There is a fairly significant fuel hedge loss embedded in those numbers, Delta President Ed Bastian told attendees at its annual investor day on Tuesday. He added that the losses were incurred earlier this year.

Delta's shares fell nearly 4 percent in morning trading but regained most of that by midday -- trading off less than 1 percent on the New York Stock Exchange at $10.99.

Recession has sapped corporate and consumer demand for air travel this year, leading to a drop in revenue for the global airline industry. Delta, like other airlines, has responded by cutting capacity.

But executives at the world's largest airline said fourth-quarter trends were showing a marked improvement from earlier in the year. For example, the volume of tickets sold to corporate clients rose almost 15 percent over the last couple weeks, Bastian said.

The company now expects an operating margin of 1 percent to 2 percent for the fourth quarter. Earlier, it was expecting a break-even quarter.

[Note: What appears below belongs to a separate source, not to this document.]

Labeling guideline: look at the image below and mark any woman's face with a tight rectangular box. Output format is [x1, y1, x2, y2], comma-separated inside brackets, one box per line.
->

It also expects unchanged capacity in 2010.

In a U.S. Securities and Exchange Commission filing released ahead of its investor day presentation, Delta also indicated that unit revenue would be down 1 percent in December, a smaller rate of decline compared with previous months.

The airline expects unit revenue to turn positive in the first quarter, on a year-over-year basis. Unrestricted liquidity would be $5.3 billion by year's end, Delta said. Executives said they want to maintain minimum liquidity at the $5 billion range in 2010.

This trend is another data point offering real tangible evidence that a recovery is under way, Bastian said.

If current trends persist, the airline projects it could see about a 7 percent increase in baseline revenue from passenger traffic in 2010.

Delta expects operating cash flow of $2.3 billion in 2010 and will use a significant portion of that to pay down debt. The company estimates $700 million in pension funding for the coming year.


The global airline industry is expected to lose $5.6 billion next year, due to rising fuel costs, according to new data from industry group International Air Transport Association.

North American carriers are likely to lose $2 billion in 2010, besting their European counterparts, which are expected to shed $2.5 billion.

In his opening remarks, Chief Executive Richard Anderson said consolidation would help the industry reach sustained returns.

Over time, more consolidation will help this business model evolve to a return on capital, Anderson said.

Delta acquired Northwest Airlines last year, and that merger was a very significant step, a step that ought to be taken in more than just the case of Delta/Northwest, Anderson said.